January 18th marks ten years since my father died. It was the unfortunate culmination of a nearly three-year battle with brain tumors and lymphoma, and I've spent most of the weekend trying to compose my thoughts on this unfortunate milestone. 

Ken had undiagnosed autism, I'm almost certain. He was a man of many quirks: he almost always wore black slacks; he had an obsession with the stock market and read the business section of the newspaper first; he had very few friends, and most of them lived out of state; he thought Tic-Tacs functioned like aspirin and vitamins and consumed them in large quantities. He was 46 when I was born; there were all apparently habitudes from before I was born. When he learned how to use a PC late in life, my sister and I realized his Yahoo search history was mostly three things: NASDAQ quotes, baseball scores, and Filipina porn.

Peccadillos aside, his second-greatest obsession was sports.
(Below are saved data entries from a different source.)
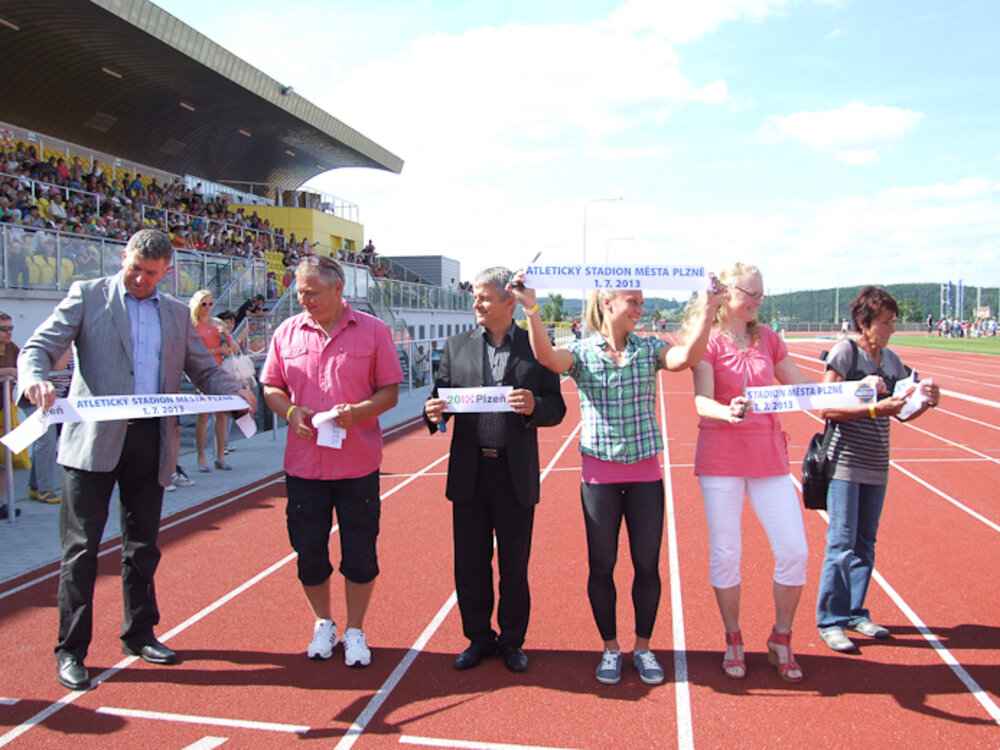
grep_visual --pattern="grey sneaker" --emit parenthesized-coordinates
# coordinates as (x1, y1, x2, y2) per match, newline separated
(172, 471, 195, 488)
(819, 626, 855, 652)
(633, 649, 665, 685)
(849, 619, 890, 639)
(595, 649, 622, 684)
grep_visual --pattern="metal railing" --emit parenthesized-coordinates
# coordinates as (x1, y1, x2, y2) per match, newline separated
(0, 224, 266, 300)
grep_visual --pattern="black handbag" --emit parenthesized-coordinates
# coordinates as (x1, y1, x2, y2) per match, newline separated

Between him and my roommate passing 18 months ago, I miss having someone around the house that I can talk baseball and football with. That weighed heavily on me as I watched the Bears-Rams game last night. Both men would've been entertained, even if the outcome wasn't what we wanted.

On the flip side, Ken's passing meant avoiding nearly a decade of political arguments. My father was a third-generation center-right Republican, and one of his last lucid political thoughts was that was "leaning toward John Kasich" in the 2016 primaries. I have little doubt he would've come around to Donald Trump's "clown show" (his words) but not necessarily get dragged into the conservative misinformation outlets of the internet. I remember how annoyed he was that I had skepticism about the war in Iraq in early 2003, insinuating that I was brainwashed or imprudent in my own right. Beyond that, I was cautious about expressing my two cents about world affairs face to face.